In Italia la produzione di santini parte in ritardo e in tono minore rispetto al resto dell'Europa. Nei primi decenni del '700 inizia a Bassano del Grappa un'importante produzione di piccole immagini religiose, stampate su fogli grandi da ritagliare, mentre nell'Italia meridionale, alla fine del '700, degli artigiani, detti "stampa-santi", producono santini soprattutto a Napoli e a Palermo. I supporti erano pergamena, carta, seta, tela, pasta di pane, foglie essiccate. Vi venivano raffigurati la Madonna, Gesù, angeli e santi, la croce, santuari, altarini e comunicandi. Sul retro venivano scritte a mano o stampate dediche e preghiere con relativa data e luogo.

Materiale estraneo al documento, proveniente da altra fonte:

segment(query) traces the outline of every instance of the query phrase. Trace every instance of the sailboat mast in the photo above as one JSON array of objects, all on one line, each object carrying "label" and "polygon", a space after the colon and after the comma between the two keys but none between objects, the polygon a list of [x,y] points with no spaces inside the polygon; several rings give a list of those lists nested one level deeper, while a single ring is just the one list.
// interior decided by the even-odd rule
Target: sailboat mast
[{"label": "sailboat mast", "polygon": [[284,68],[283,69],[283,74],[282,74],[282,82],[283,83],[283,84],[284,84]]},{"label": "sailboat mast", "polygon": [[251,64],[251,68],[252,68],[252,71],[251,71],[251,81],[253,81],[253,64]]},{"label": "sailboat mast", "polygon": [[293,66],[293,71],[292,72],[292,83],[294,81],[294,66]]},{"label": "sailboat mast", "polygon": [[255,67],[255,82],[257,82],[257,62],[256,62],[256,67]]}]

Alla fine del '700 il santino, da esclusivo oggetto di devozione, diventa augurio, premio o annuncio di festività religiose, assumendo così un ruolo sociale; infatti, è un vero e proprio documento a testimonianza di un evento strettamente privato, per ricordare a parenti e amici un battesimo, la prima comunione o la cresima, fino alla scomparsa di una persona cara. In questo caso il santino veniva chiamato luttino". Era inoltre utilizzato per le ordinazioni sacerdotali e le professioni religiose.
Nel XIX secolo l'impulso definitivo per la diffusione di massa delle immaginette è dato dall'uso della litografia, che permette la realizzazione di opere di qualità, ma la produzione artistica più bella e significativa si ha verso la metà dell'800 con i "santini in pizzo traforato" o "a teatrino". L'avvento del liberty porta, poi, ad avere santini ridondanti di ghirlande, simboli e lustrini, nastri e preghiere miniate a colori, indubbiamente eccessivi, ma molto belli da vedere.
Più tardi, nel periodo industriale, verso la seconda metà dell'ottocento, si sviluppa la tecnica della fotografia e, accanto ai ricordini di pizzo prodotti fino ai primi del '900, appaiono santini "più economici" stampati su cartoncino. Nel periodo compreso tra le due guerre la qualità della produzione peggiora notevolmente; le tirature sono più commerciali, le linee più essenziali e squadrate.